You can get KNK and ACS Studio to cut your shapes any in order you wish. The feature has always been available. In the cut preview window, click on the red icon and then select either Horizontal or Vertical. Check the box to display the order and then you'll see what Kevin shows in his screen shot in the opening post of this thread. Note that you can also choose the cut order in other ways, but most of the time, users are happy with either vertical or horizontal. More about this is covered in Section 4.6 of the KNK and ACS user manuals.


----------



## dan-ann (Oct 25, 2007)

Thanks Sandy I never knew this with acs and knk maxx. I often wondered why mine cut all over the place . Just goes to show I learn something new every day. I love my maxx it cuts so well and now I am sure it do so faster


----------



## BlingItOn (May 29, 2008)

SandyMcC said:


> You can get KNK and ACS Studio to cut your shapes any in order you wish. The feature has always been available. In the cut preview window, click on the red icon and then select either Horizontal or Vertical. Check the box to display the order and then you'll see what Kevin shows in his screen shot in the opening post of this thread. Note that you can also choose the cut order in other ways, but most of the time, users are happy with either vertical or horizontal. More about this is covered in Section 4.6 of the KNK and ACS user manuals.


Thanks Sandy...I will have to try switching to the vertical or horizontal cut option and see if that solves the problem.

By the way....is there any new software coming out for the KNK MAXX cutters? I like some of the new fill features some of the other softwares have but I am very comfortable with what I am using and don't have the time to learn a new program.


----------



## dan-ann (Oct 25, 2007)

I just set my maxx to cut horizontal and cut and it did a much faster more organized cut. I went thru the acs manual when I first got it and was totally new so a lot of things did not mean much to me. I think I need to go back thru it again now that i am more familar with stoning and cutting


----------



## SandyMcC (Jul 23, 2009)

BlingItOn said:


> Thanks Sandy...I will have to try switching to the vertical or horizontal cut option and see if that solves the problem.
> 
> By the way....is there any new software coming out for the KNK MAXX cutters? I like some of the new fill features some of the other softwares have but I am very comfortable with what I am using and don't have the time to learn a new program.


Actually we will be selling a new program called Artistic Crystals very soon. It's been released but we have been waiting on an update that will allow it set the origin on the KNK Zing. Anyhow, it has the plugins for cutting to all of the KNK and ACS cutters and has some REALLY great rhinestone designing features.


----------



## katruax (Sep 30, 2010)

OH NO! I'm so excited! Artistic Suite v6... I HAVE IT! Well I have the old version of it and I've used it for YEARS and YEARS... Artistic is the same as DRAWings but just with a different name...

Artistic Suite Version 6... $799.00 does rhinestones and embroidery... Works as a CorelDRAW Plug-In and it's AWESOME! Well the embroidery part of it is...

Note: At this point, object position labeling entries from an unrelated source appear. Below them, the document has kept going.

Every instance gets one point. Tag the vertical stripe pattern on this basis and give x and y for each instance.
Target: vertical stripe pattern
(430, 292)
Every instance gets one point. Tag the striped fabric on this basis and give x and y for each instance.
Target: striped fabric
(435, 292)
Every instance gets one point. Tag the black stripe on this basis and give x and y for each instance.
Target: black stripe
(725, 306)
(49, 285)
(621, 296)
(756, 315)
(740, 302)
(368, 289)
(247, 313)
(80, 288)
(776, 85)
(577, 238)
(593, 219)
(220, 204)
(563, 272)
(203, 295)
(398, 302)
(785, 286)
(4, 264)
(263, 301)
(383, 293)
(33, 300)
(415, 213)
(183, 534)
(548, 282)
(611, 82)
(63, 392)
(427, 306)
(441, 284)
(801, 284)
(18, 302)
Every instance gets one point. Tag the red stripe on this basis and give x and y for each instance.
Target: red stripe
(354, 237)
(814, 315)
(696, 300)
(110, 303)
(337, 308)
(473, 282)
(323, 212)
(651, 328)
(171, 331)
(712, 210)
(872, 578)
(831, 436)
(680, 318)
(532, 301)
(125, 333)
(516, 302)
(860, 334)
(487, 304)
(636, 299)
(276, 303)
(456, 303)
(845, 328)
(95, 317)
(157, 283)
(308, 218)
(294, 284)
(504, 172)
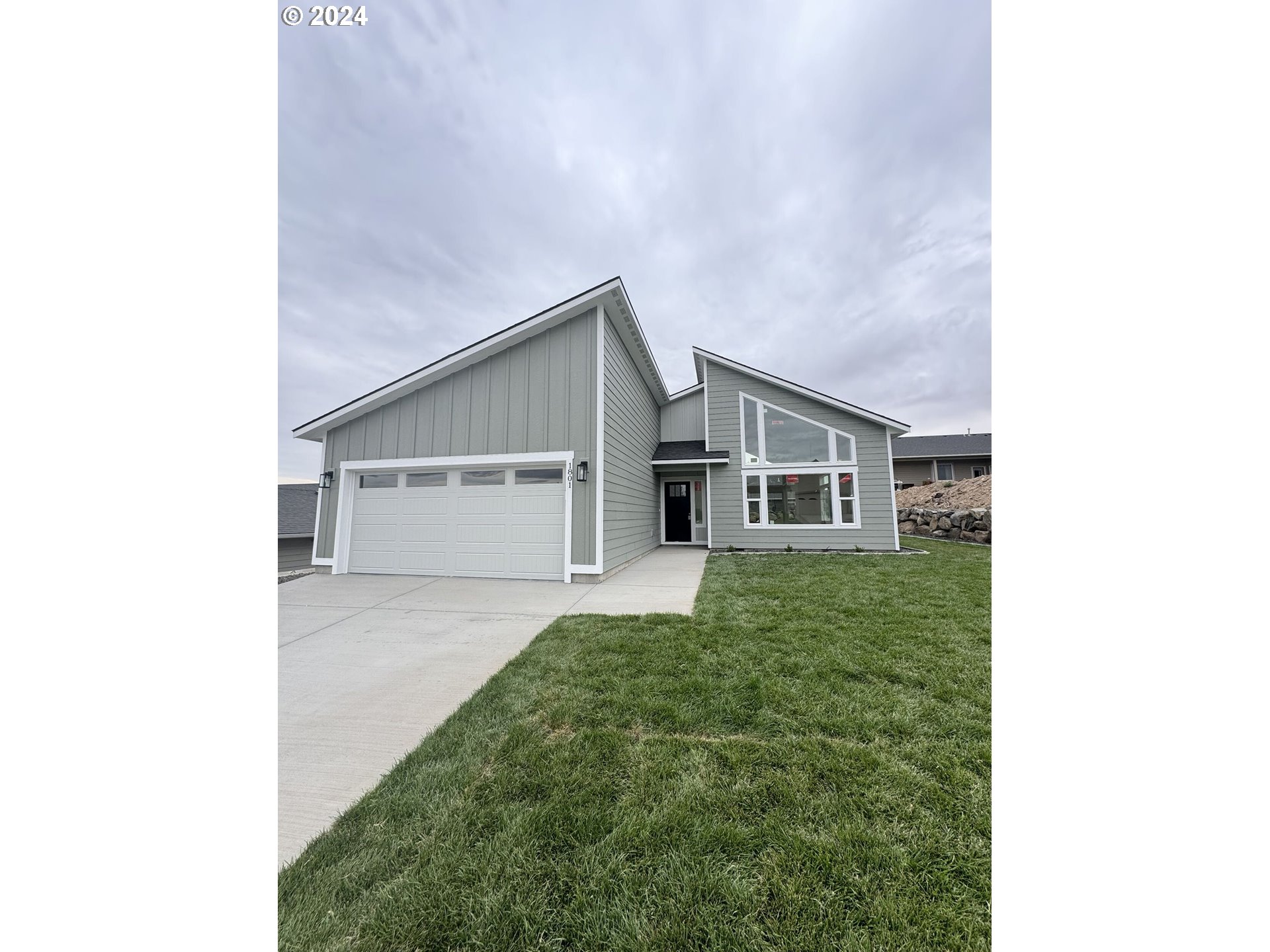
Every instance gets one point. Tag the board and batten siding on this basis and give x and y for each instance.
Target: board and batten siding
(633, 427)
(727, 483)
(535, 397)
(295, 554)
(685, 418)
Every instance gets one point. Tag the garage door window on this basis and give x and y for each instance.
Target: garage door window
(529, 477)
(484, 477)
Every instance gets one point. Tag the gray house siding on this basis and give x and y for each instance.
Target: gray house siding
(536, 397)
(633, 427)
(727, 521)
(685, 418)
(919, 471)
(295, 554)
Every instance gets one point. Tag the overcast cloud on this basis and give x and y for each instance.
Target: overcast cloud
(802, 187)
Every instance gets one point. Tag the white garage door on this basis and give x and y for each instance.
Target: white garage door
(503, 522)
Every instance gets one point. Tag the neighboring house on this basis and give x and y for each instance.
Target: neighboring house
(298, 512)
(553, 450)
(920, 460)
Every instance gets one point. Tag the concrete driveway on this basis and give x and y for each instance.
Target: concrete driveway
(370, 664)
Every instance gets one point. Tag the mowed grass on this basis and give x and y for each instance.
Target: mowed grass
(802, 764)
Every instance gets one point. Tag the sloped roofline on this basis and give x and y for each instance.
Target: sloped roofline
(611, 292)
(700, 356)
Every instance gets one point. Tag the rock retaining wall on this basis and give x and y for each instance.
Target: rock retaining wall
(964, 524)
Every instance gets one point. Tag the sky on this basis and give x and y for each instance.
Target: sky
(802, 187)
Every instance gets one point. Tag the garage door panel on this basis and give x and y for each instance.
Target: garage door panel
(370, 532)
(371, 559)
(511, 531)
(423, 532)
(482, 506)
(538, 504)
(482, 532)
(432, 506)
(423, 561)
(544, 535)
(376, 506)
(491, 563)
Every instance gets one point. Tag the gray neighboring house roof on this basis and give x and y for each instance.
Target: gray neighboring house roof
(935, 447)
(686, 450)
(298, 509)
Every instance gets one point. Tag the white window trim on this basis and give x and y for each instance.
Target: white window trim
(351, 467)
(833, 470)
(693, 510)
(831, 444)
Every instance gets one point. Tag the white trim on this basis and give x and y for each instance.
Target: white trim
(705, 405)
(446, 366)
(894, 512)
(709, 521)
(686, 391)
(321, 494)
(693, 512)
(554, 456)
(680, 462)
(601, 325)
(829, 444)
(804, 391)
(349, 467)
(795, 470)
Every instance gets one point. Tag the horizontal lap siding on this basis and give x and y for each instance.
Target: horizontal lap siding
(685, 419)
(727, 520)
(535, 397)
(295, 554)
(633, 427)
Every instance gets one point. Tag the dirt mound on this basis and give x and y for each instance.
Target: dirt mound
(963, 494)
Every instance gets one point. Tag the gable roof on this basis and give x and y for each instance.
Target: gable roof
(933, 447)
(700, 357)
(610, 294)
(686, 451)
(298, 509)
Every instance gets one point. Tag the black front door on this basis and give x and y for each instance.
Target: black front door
(679, 512)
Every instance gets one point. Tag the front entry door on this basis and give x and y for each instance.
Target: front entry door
(679, 512)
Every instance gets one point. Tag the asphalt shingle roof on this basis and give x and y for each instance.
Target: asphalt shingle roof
(686, 450)
(931, 447)
(298, 509)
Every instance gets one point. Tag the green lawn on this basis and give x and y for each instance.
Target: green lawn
(802, 764)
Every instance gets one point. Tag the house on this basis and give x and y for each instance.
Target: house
(298, 513)
(960, 456)
(553, 450)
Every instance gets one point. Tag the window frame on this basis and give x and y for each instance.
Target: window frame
(836, 474)
(829, 433)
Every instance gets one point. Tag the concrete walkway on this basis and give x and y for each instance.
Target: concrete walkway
(370, 664)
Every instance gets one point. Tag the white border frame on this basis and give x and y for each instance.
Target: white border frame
(832, 469)
(351, 467)
(693, 508)
(829, 444)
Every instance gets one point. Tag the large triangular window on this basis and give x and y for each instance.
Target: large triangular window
(773, 436)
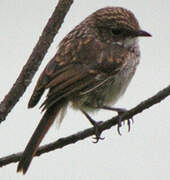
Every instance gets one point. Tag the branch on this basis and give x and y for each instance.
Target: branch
(60, 143)
(35, 58)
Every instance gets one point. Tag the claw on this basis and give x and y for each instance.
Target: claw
(120, 111)
(96, 126)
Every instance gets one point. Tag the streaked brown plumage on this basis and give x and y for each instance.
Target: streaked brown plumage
(92, 67)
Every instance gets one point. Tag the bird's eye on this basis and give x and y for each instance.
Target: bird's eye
(116, 31)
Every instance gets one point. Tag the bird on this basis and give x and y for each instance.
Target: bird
(91, 69)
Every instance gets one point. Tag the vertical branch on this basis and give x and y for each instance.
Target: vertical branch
(35, 58)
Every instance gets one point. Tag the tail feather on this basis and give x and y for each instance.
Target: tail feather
(42, 128)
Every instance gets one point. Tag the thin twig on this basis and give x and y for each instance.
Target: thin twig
(35, 58)
(60, 143)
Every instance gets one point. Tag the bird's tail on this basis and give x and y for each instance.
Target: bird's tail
(39, 133)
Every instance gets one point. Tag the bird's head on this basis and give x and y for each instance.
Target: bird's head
(118, 26)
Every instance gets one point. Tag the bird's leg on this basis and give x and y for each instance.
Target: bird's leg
(120, 111)
(96, 126)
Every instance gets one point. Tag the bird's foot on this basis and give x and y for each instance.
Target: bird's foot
(120, 112)
(96, 127)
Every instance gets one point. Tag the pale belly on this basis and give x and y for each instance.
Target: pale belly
(106, 94)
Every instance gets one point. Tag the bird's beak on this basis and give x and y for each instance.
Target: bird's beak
(143, 33)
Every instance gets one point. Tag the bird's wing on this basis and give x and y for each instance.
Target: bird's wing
(65, 78)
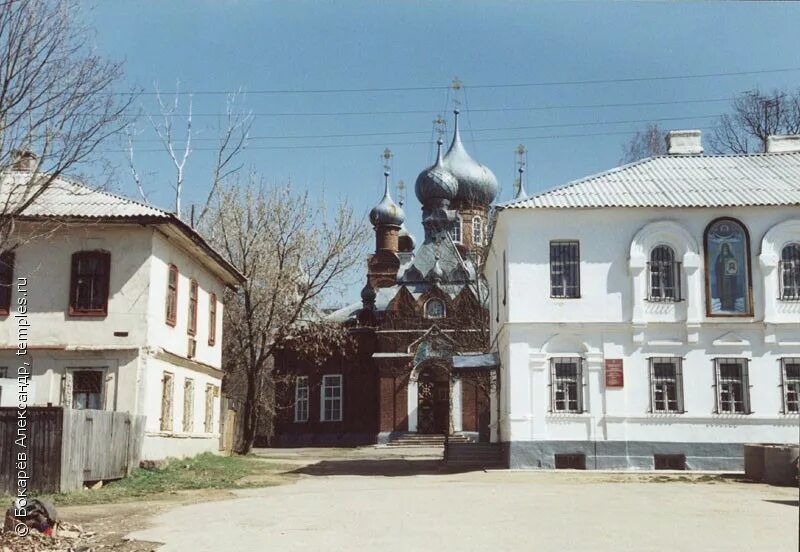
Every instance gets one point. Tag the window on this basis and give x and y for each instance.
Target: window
(6, 281)
(789, 272)
(212, 319)
(733, 388)
(89, 283)
(477, 231)
(188, 405)
(455, 229)
(665, 275)
(666, 385)
(727, 250)
(191, 328)
(172, 295)
(566, 384)
(565, 269)
(790, 370)
(212, 391)
(301, 399)
(331, 398)
(434, 308)
(87, 389)
(166, 401)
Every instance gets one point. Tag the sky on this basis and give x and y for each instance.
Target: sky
(524, 67)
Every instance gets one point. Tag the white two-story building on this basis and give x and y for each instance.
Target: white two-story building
(649, 316)
(122, 309)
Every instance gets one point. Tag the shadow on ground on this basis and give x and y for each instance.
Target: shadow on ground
(388, 468)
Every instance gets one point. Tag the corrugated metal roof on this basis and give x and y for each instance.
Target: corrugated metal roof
(681, 181)
(71, 199)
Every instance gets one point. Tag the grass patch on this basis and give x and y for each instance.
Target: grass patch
(205, 471)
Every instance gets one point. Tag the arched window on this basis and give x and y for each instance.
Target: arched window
(477, 231)
(728, 286)
(455, 229)
(790, 272)
(434, 308)
(665, 275)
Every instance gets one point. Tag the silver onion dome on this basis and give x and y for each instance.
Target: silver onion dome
(435, 182)
(387, 212)
(476, 182)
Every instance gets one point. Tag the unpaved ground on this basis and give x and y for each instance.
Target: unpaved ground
(542, 511)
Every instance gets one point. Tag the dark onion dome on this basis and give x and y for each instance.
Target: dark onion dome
(476, 183)
(435, 183)
(387, 212)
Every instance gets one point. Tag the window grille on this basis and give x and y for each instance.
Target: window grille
(301, 399)
(564, 269)
(732, 386)
(566, 384)
(790, 379)
(790, 272)
(665, 275)
(666, 385)
(331, 398)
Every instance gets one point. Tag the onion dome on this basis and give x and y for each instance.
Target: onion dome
(435, 183)
(387, 212)
(476, 183)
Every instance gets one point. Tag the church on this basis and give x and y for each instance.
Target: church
(648, 317)
(416, 366)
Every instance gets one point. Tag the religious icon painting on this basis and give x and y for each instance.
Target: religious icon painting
(727, 249)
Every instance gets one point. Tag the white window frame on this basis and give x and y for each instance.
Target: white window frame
(790, 386)
(477, 230)
(724, 386)
(327, 388)
(560, 384)
(662, 406)
(301, 393)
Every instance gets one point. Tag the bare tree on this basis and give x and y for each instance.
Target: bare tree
(176, 131)
(648, 142)
(754, 117)
(57, 101)
(294, 254)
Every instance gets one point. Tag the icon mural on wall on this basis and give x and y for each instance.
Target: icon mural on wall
(727, 269)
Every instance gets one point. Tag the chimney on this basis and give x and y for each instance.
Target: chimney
(789, 143)
(684, 142)
(23, 160)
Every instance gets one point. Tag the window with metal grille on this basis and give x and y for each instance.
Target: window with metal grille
(455, 229)
(191, 329)
(665, 275)
(566, 384)
(89, 283)
(666, 385)
(6, 281)
(87, 389)
(477, 231)
(172, 295)
(790, 272)
(331, 398)
(733, 387)
(301, 399)
(790, 370)
(167, 393)
(565, 269)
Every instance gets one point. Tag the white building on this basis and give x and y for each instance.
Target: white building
(123, 303)
(649, 316)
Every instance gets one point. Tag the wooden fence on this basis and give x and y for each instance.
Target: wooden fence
(66, 448)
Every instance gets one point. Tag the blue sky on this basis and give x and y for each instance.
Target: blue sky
(301, 45)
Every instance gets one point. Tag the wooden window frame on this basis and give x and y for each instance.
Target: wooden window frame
(172, 296)
(7, 259)
(105, 258)
(194, 293)
(212, 319)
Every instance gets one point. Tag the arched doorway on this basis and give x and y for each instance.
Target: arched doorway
(433, 399)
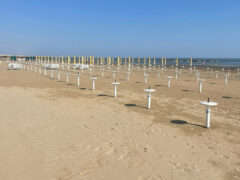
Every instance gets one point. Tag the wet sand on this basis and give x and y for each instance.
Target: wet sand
(54, 131)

I was quoted $399 MSRP for the Crystal Edition but I was told they would be offering at a discount off of that...

I'm told it will cut to the Zing right now which I have... Sandy could confirm...

So I'm pretty excited about that...

This truly looks to be AWESOME! $799 for crystals and embroidery and works inside CorelDRAW?

I'm all over it... I have to do a little more looking but I'm pretty excited!

I know what I'm doing tonight!... Watching Videos!

Software | Artistic Creative Products

Kevin


----------



## katruax (Sep 30, 2010)

Another point on this... Because it works inside CorelDRAW I'm guessing it would export a EPS and you can cut with your own cutting software to any cutter?...

I just know how great the embroidery part is and if the crystal part is half as good and it certainly seems to be by looking at the videos it will be a game changer if you ask me?... 

Maybe I'm too excited though... RESEARCH! I must do some RESEARCH!

Kevin


----------



## SandyMcC (Jul 23, 2009)

It will cut to the Zing right now, but you cannot set a new origin. It immediately cuts where the blade carriage is located when you first turn on the Zing. But the update fixes that and you can see it in the demo video that's out right now. 

As for export options, the version I was sent to test will export as SVG but not EPS. Still, you can use Inkscape to convert SVG to just about any other format.


----------